Finance talks: Could we cut out work and money?

A friend and I meet once a week to talk finances. It began when we both realized we were reading similar material in books and online and enjoyed talking about it with one another. Since then, the conversations have gone all over the place, although they usually still orbit around finances in a broad sense.

Last time we met, I asked him about his goals with his finances. Specifically, I wanted to know if he was more interested in growing a small (or large) fortune or creating a certain level of cash flow. I wanted to know that, and I wanted to know why.

He told me he wanted to have enough money to have freedom, freedom and security, he said.

“Freedom to do what?” I asked.

And he said, “Whatever I want.”

When he said that, I wondered how much of what he wants he could he do right now. Like if you ask the guy working long hours at the office why he’s so intent on amassing his personal fortune, he might tell you it’s because he wants to have enough money to quit his job. But what would he do if he quit? He wants to just spend his days with his kids and fishing.

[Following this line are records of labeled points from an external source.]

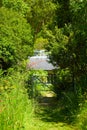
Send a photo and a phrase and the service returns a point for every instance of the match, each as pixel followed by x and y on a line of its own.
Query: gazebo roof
pixel 40 62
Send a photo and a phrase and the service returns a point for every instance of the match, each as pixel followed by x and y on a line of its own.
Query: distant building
pixel 40 61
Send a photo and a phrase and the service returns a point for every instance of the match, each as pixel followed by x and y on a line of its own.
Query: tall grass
pixel 14 102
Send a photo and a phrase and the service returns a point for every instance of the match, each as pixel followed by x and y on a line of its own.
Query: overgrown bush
pixel 14 102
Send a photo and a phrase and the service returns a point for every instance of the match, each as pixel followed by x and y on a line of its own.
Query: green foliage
pixel 42 14
pixel 15 39
pixel 14 103
pixel 17 5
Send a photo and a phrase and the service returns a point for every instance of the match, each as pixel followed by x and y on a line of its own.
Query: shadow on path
pixel 51 110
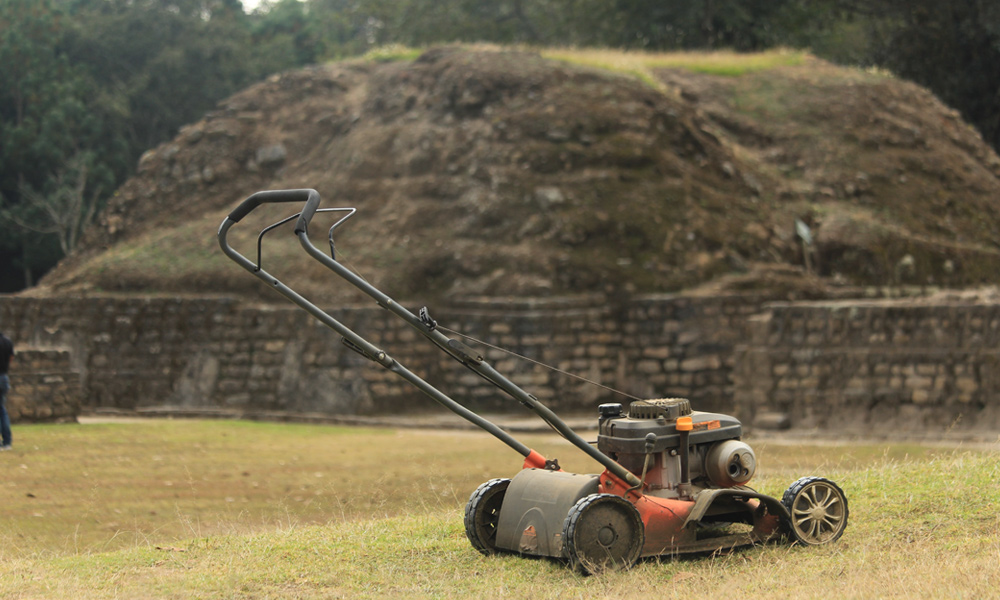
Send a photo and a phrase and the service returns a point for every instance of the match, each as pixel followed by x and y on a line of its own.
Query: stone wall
pixel 203 354
pixel 891 366
pixel 44 386
pixel 876 368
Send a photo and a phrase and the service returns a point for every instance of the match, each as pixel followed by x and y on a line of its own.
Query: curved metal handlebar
pixel 310 197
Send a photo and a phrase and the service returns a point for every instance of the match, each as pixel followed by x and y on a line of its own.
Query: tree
pixel 49 127
pixel 952 48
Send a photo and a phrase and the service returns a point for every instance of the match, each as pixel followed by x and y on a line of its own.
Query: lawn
pixel 219 509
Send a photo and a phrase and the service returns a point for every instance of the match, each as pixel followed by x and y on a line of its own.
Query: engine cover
pixel 627 435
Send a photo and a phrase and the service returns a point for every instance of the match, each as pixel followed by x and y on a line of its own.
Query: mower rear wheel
pixel 818 510
pixel 482 514
pixel 603 532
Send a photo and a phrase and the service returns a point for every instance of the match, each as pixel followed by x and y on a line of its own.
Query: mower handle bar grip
pixel 309 196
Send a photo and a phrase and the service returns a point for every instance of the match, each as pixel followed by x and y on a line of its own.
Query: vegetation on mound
pixel 383 518
pixel 493 171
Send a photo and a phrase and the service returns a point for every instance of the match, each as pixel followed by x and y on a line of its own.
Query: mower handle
pixel 310 197
pixel 454 348
pixel 351 339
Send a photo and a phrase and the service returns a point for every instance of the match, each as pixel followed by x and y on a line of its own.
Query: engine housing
pixel 647 442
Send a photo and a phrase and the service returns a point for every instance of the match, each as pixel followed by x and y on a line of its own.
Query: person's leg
pixel 4 417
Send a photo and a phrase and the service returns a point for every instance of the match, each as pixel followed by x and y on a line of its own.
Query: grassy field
pixel 211 509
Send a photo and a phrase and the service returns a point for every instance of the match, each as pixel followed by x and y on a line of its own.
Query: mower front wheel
pixel 482 514
pixel 603 532
pixel 818 510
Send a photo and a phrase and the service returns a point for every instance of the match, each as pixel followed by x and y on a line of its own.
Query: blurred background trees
pixel 86 86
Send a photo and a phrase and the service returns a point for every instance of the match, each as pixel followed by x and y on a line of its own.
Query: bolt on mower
pixel 675 479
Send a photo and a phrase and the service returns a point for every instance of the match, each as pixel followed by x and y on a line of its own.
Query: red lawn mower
pixel 674 480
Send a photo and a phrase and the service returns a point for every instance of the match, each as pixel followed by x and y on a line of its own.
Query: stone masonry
pixel 879 366
pixel 203 354
pixel 874 368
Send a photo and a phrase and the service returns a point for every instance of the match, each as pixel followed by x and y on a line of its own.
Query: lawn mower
pixel 675 479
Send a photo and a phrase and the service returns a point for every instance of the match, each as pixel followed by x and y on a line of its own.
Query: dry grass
pixel 183 509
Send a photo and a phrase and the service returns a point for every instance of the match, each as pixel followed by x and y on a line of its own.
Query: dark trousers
pixel 4 417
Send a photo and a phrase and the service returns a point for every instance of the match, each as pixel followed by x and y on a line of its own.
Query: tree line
pixel 86 86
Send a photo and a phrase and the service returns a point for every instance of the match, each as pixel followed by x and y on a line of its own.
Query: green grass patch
pixel 384 519
pixel 392 53
pixel 642 64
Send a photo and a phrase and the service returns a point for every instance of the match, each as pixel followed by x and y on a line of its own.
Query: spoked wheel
pixel 482 514
pixel 602 532
pixel 818 509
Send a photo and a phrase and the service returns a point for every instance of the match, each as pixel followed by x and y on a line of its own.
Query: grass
pixel 211 509
pixel 726 63
pixel 721 62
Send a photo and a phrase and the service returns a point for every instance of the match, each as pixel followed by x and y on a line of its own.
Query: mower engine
pixel 650 442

I always wonder how much of this we could do now instead of having to build up some kind of nest egg to pull it off. Could we cut out finances altogether? Instead, could we just barter for what we want directly? Or could we trade the time working for time that could move us toward those things we want even faster? Why do we got to use money?

That’s what I’ve been thinking about lately, at least since our last meeting about finances.